October 18, 2011
A proposed school of science and engineering vs. Atlantic Yards: competitive bidding and subsidies well below the city's payoff
Atlantic Yards Report
Would you believe that New York City's "game changer"--a proposed science and engineering grad school aimed at helping New York compete with Silicon Valley--looks like a much bigger bargain than Atlantic Yards--and emerging from a fairer playing field?

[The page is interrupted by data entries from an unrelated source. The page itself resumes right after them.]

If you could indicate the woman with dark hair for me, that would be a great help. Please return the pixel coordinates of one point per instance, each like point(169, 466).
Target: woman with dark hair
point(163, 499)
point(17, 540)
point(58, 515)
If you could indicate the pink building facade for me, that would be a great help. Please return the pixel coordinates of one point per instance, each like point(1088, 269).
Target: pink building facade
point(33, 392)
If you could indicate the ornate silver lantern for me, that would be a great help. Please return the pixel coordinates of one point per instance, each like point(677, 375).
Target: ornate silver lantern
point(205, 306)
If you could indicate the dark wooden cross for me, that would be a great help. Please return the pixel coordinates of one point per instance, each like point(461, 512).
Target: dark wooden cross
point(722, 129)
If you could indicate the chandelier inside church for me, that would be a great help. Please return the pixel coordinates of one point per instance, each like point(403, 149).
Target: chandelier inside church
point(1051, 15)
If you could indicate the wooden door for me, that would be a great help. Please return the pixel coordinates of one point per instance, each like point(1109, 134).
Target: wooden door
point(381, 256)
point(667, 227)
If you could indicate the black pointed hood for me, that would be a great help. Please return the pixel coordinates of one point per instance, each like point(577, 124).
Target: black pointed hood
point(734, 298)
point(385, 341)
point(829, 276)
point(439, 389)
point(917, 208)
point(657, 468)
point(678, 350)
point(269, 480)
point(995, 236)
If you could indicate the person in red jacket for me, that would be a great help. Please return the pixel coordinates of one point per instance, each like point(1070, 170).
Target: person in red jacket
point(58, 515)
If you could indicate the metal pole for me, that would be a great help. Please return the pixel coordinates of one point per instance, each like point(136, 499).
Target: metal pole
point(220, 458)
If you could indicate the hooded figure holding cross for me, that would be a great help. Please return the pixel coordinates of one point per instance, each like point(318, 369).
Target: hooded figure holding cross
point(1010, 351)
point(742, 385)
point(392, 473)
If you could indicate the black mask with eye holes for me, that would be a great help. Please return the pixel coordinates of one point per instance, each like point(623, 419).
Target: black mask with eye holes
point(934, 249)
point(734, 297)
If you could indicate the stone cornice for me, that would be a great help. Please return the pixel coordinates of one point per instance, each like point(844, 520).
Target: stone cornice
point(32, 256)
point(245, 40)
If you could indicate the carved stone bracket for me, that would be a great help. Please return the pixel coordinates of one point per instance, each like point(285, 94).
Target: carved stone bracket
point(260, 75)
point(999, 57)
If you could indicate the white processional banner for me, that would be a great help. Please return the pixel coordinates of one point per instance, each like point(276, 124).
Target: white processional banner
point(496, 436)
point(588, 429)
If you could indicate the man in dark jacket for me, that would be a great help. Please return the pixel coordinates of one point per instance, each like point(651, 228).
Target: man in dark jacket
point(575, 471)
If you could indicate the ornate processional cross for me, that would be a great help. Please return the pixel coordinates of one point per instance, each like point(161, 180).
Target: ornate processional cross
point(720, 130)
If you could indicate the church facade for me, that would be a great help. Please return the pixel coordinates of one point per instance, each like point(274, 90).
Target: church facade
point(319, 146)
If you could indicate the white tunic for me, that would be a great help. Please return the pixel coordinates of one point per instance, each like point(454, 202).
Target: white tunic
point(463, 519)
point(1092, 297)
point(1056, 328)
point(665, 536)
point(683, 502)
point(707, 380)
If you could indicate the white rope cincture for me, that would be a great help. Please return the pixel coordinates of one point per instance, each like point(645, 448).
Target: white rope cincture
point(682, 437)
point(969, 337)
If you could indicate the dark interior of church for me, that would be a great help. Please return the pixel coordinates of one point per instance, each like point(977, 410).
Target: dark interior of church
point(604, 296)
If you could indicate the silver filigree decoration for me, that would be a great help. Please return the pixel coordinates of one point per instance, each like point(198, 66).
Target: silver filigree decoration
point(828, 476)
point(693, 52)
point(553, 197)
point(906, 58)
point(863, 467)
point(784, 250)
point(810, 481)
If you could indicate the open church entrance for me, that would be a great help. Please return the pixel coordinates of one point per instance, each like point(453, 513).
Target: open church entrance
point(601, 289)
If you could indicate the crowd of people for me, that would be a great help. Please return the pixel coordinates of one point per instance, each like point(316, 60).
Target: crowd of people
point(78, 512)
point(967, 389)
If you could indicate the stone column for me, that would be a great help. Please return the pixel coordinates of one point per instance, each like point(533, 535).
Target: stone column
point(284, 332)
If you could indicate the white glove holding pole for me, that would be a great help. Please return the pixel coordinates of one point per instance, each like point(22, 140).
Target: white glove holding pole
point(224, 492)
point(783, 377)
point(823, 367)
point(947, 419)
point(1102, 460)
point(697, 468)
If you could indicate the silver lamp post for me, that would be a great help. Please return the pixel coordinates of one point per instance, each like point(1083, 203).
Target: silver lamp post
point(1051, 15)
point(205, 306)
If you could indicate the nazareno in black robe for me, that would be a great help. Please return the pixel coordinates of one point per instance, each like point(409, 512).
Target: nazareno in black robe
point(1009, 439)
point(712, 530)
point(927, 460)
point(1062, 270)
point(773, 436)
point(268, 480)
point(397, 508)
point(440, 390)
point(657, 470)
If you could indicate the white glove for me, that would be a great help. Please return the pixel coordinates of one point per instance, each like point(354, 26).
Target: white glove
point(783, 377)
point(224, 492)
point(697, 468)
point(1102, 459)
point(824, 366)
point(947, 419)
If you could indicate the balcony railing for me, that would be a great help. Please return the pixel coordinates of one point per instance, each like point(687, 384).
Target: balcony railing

In a 10/17/11 article headlined Two Top Suitors Are Emerging for New Graduate School of Engineering, the New York Times reported:
With less than two weeks left to apply in the competition for $400 million in land and subsidies to build a science and engineering graduate school in New York City, some of the world’s great universities continue to change plans and jockey for position, and there is a growing view among them that Cornell and Stanford have emerged as the favorites.
...People briefed on the universities’ plans, whose cost estimates exceed $1 billion in some cases, speculate that one or more of the contenders will try to improve their standing by forgoing the city’s offer of up to $100 million to upgrade roads, water and power supplies, offering to pay those costs themselves.
By contrast, Atlantic Yards was embraced by city officials as a package deal, and there was never any competition to build a mixed-use arena complex, only a belated RFP, 18 months later, for a key piece of property, the Metropolitan Transportation Authority's Vanderbilt Yard.
The MTA never took seriously the one competitive bid, $150 million cash from Extell, since it chose to negotiate solely with Forest City Ratner, which bid $50 million. Yes, Forest City argued that the overall value of its bid was higher, but Extell was never asked to develop its bid further, or to bolster it.
Who knows--perhaps if the bidding had gotten competitive, as with the new graduate school, a bidder might have proposed forgoing some of the city's proposed subsidies.